Before BAUER, Circuit Judge, PECK, Senior Circuit Judge,* and CUDAHY, Circuit Judge.
BAUER, Circuit Judge.
Plaintiff-appellant's complaint sought to enjoin the imposition of almost $800,000 in vehicle registration fees sought by the State of Wisconsin. The complaint also sought declaratory relief. The district court dismissed the complaint for lack of subject matter jurisdiction under the Declaratory Judgment Act, 28 U.S.C. § 2201. We affirm, but for a different reason. We hold that appellant's complaint is barred by the Tax Injunction Act, 28 U.S.C. § 1341.
* Trucking companies in interstate commerce are often regulated by the several states in which they operate. Registering of trucks is a common method of raising revenue and regulating the industry. The result, however, is that every truck carries many registration plates, creating administrative and regulatory problems for the states and the trucking firms. To deal with these problems, the American Association of Motor Vehicle Administrators drafted the International Registration Plan ("IRP"). The purpose of the plan is to "implement the concept of one registration plate for one vehicle" and to apportion fees among states. International Registration Plan (hereinafter "IRP"), Art. I, P C. Under the IRP, a trucking company need register its interstate trucks in only one "base jurisdiction." Fees due the other states in which it operates are computed according to a formula based on the miles traveled in each state and on the state's rate formula. IRP, Art. III.
The IRP defines "base jurisdiction" as
the jurisdiction where the registrant has an established place of business, where mileage is accrued by the fleet and where operational records of such fleet are maintained or can be made available in accordance with the provisions of Article XIV, A(2).
IRP, Art. II, P C(1).
Plaintiff-appellant Schneider Transport, Inc. ("Schneider") is a Wisconsin corporation with its principal place of business in Green Bay, Wisconsin. Prior to 1978, Schneider registered its fleet of 1300 trucks and trailers in Wisconsin. Wisconsin ratified the IRP in 1978. Thereafter, Schneider registered its fleet in Illinois, using a facility in Streator, Illinois as its place of business. Schneider alleged in its complaint that its Streator terminal is "an established place of business of Schneider within the meaning of Article II, Section C(1), of the IRP." Plaintiff's Complaint, P 10.1 Illinois issued the registration plates and forwarded to the Wisconsin Department of Transportation about $245,000 in proportional registration fees based on the miles traveled by Schneider's fleet in Wisconsin. Had Wisconsin been Schneider's base jurisdiction, Schneider would have owed an additional $797,711.85 in fees.2
The Wisconsin Department of Transportation conducted an investigation of Schneider.
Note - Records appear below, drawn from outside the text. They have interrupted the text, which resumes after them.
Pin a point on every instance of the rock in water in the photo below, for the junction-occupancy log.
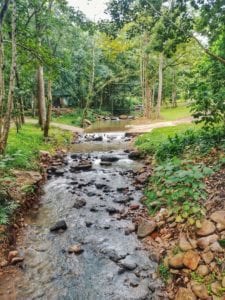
(80, 203)
(128, 263)
(75, 249)
(108, 158)
(60, 225)
(134, 155)
(145, 228)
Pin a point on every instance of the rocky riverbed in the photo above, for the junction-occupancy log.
(82, 243)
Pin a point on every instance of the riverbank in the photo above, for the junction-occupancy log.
(184, 199)
(22, 175)
(82, 228)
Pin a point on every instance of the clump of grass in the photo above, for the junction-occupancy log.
(23, 147)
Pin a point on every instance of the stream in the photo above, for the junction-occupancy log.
(113, 264)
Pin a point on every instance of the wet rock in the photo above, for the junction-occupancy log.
(114, 254)
(98, 138)
(130, 229)
(135, 155)
(199, 290)
(128, 263)
(80, 203)
(59, 172)
(81, 166)
(184, 244)
(208, 257)
(88, 223)
(207, 228)
(109, 158)
(77, 249)
(191, 260)
(202, 270)
(60, 225)
(204, 242)
(185, 294)
(105, 163)
(17, 260)
(176, 261)
(100, 186)
(145, 228)
(93, 209)
(134, 206)
(112, 210)
(12, 254)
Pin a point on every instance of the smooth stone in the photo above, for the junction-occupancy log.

Its officials discovered that the Streator facility was no more than a "driver's room."3 Schneider's only offices for dispatching, repairs, personnel, storage, and administration remained in and around Green Bay. Affidavit of James A. Crawmer (Nov. 19, 1979).
On June 7, 1978, the Wisconsin Secretary of Transportation, defendant-appellee Dale Cattanach, notified Schneider that it was improperly using Illinois as its base jurisdiction. His letter informed Schneider that it must transfer its base jurisdiction to Wisconsin and pay the almost $800,000 in fees within 72 hours. Schneider alleged that the Department threatened enforcement action, "subjecting Schneider and its drivers to the imposition of fines" and other penalties. Plaintiff's Complaint P 18. The Department admitted that it agreed not to begin enforcement actions until June 15, 1978. Defendants' Answer P 11.
On June 15, 1978, Schneider filed this action for declaratory and injunctive relief. Schneider alleged federal claims under the interstate commerce, due process, and full faith and credit clauses. It attached a pendent state claim for breach of the IRP.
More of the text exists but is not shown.